Combination with checkpoint inhibitors. The synergy between peptide vaccines and checkpoint inhibitors is now the dominant clinical strategy. Vaccines prime the immune system against specific targets; checkpoint inhibitors remove the brakes that tumors use to shut down the immune response. The KEYNOTE-942 data showing 44% recurrence reduction with mRNA-4157 plus pembrolizumab is the clearest proof of concept to date.

Non-canonical antigen targets. Genomic and immunopeptidomic analyses have uncovered peptides from regions of the genome previously thought to be non-coding — so-called "cryptic" or "dark matter" antigens. These peptides are often absent from healthy tissue but enriched in tumors, and because they're non-mutated, they may be shared across patients, enabling off-the-shelf rather than personalized vaccines [22].

Peptide-based immune checkpoint inhibitors. Beyond vaccines, peptides are being developed as alternatives to the monoclonal antibodies that currently dominate checkpoint immunotherapy. Bristol-Myers Squibb developed BMS-986189, a macrocyclic peptide targeting PD-L1 with picomolar binding affinity — comparable to antibodies but at a fraction of the manufacturing cost. While the first-generation compound's development was suspended, next-generation compounds like BMS-986238 are advancing [23].

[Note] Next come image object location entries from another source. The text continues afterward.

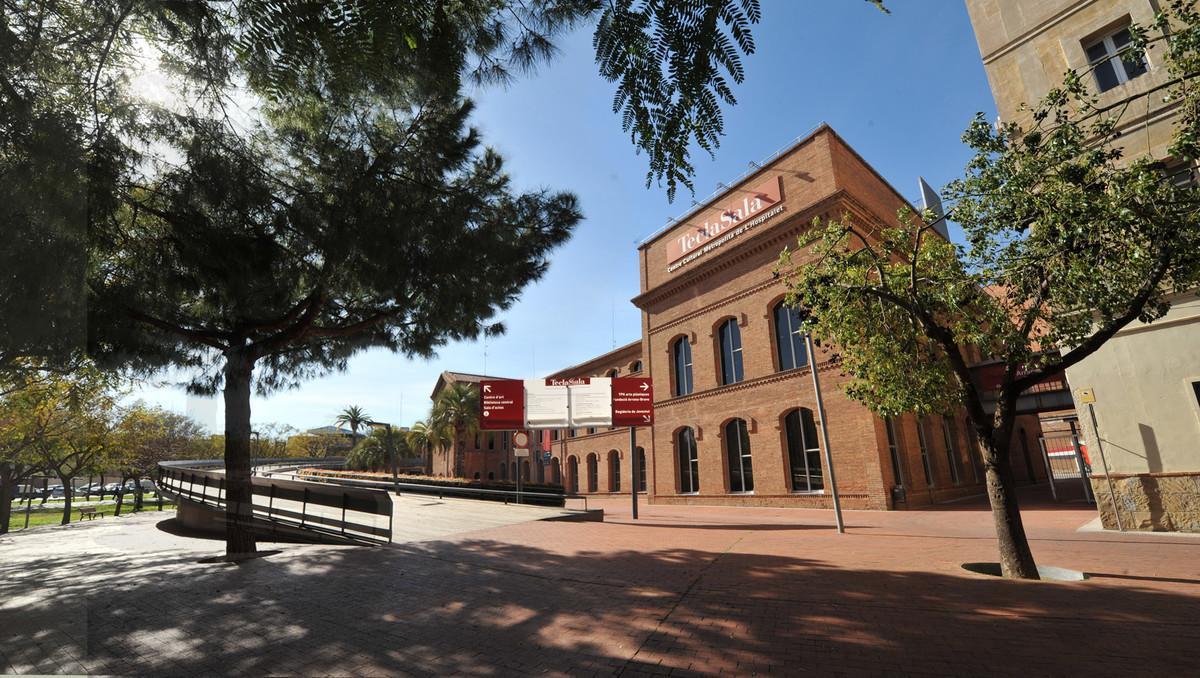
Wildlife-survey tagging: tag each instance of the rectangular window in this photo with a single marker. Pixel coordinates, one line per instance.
(924, 453)
(893, 450)
(682, 359)
(1111, 64)
(730, 337)
(1181, 173)
(952, 454)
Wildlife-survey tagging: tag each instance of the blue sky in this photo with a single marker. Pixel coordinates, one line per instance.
(899, 88)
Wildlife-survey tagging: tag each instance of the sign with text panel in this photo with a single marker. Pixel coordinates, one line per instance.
(502, 405)
(591, 402)
(633, 401)
(546, 405)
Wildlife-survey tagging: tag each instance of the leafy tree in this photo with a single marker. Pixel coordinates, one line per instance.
(355, 418)
(457, 409)
(373, 451)
(1068, 241)
(427, 436)
(336, 228)
(72, 419)
(143, 437)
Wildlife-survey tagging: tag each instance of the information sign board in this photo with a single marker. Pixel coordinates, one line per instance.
(546, 405)
(633, 401)
(591, 403)
(502, 405)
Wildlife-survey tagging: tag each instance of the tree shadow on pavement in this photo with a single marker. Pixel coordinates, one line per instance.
(487, 607)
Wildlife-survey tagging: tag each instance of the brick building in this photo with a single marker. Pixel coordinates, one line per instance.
(735, 408)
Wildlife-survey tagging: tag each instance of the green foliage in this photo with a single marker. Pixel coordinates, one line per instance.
(145, 436)
(353, 417)
(1067, 241)
(371, 454)
(456, 408)
(430, 435)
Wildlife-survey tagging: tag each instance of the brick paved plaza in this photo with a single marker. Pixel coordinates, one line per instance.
(683, 591)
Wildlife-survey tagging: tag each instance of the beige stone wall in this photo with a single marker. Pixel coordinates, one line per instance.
(1029, 45)
(1146, 408)
(1163, 502)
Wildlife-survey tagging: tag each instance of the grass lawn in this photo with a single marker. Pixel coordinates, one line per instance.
(54, 516)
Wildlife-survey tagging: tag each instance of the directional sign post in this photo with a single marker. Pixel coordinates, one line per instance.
(633, 401)
(502, 405)
(633, 405)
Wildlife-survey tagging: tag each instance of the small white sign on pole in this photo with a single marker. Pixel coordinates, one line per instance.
(546, 406)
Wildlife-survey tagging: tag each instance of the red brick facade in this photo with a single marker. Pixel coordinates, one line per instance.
(715, 269)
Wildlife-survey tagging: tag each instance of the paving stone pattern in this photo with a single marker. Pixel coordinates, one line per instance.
(685, 591)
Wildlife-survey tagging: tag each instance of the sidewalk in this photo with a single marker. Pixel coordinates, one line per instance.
(691, 589)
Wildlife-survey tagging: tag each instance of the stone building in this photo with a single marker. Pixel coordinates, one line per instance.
(1146, 379)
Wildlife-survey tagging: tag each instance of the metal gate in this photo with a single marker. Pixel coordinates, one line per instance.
(1067, 462)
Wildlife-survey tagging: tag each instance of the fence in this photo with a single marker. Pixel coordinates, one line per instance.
(1066, 460)
(352, 514)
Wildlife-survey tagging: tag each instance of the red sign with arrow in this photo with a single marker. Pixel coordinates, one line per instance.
(633, 401)
(502, 403)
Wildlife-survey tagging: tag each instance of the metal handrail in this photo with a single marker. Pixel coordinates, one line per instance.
(441, 490)
(180, 479)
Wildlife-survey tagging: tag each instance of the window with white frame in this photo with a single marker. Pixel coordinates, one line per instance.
(1111, 61)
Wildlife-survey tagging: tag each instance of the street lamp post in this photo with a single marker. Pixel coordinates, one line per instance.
(258, 443)
(825, 432)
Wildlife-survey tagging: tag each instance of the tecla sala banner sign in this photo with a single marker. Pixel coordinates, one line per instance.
(725, 222)
(575, 402)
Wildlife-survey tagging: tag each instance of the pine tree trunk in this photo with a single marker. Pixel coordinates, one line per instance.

Multi-pathogen and universal vaccines. Computational design of multi-epitope vaccines targeting conserved regions across multiple pathogens is an active research area. One 2025 study designed a universal vaccine combining SARS-CoV-2 nucleocapsid epitopes with influenza M2e and HA2 segments into a single multi-epitope construct — a platform approach that could fundamentally change how we prepare for pandemics [24].


The Bottom Line

Peptide vaccines represent one of the most precise tools in the immunotherapy arsenal. By targeting specific molecular signatures on cancer cells or pathogens, they offer the theoretical promise of strong, targeted immune responses with minimal collateral damage.

The reality has been more complicated. Decades of clinical trials have taught researchers that peptides alone are weak immunogens, that HLA restriction limits patient populations, and that immunological responses don't always translate into clinical benefit. The Phase III failures of nelipepimut-S in breast cancer and Multimeric-001 in influenza are sobering reminders.

But the tide is turning. Personalized neoantigen vaccines — whether peptide-based or mRNA-encoded — are producing durable immune responses and real survival benefits in some of the hardest-to-treat cancers. The BioNTech pancreatic cancer data, with immune responders remaining disease-free three years after vaccination, would have been unthinkable a decade ago. Self-assembling peptide nanoparticles are solving the delivery problem. AI is accelerating epitope prediction. And combination with checkpoint inhibitors is unlocking efficacy that peptide vaccines alone never achieved.

The field is not there yet. Most trials remain in Phase I/II, and the first commercial approvals for personalized cancer vaccines likely won't arrive before 2029. But for the first time, peptide vaccines are showing they can do what researchers have long believed they should: teach the immune system to destroy cancer and fight infection with a precision that no other vaccine platform can match.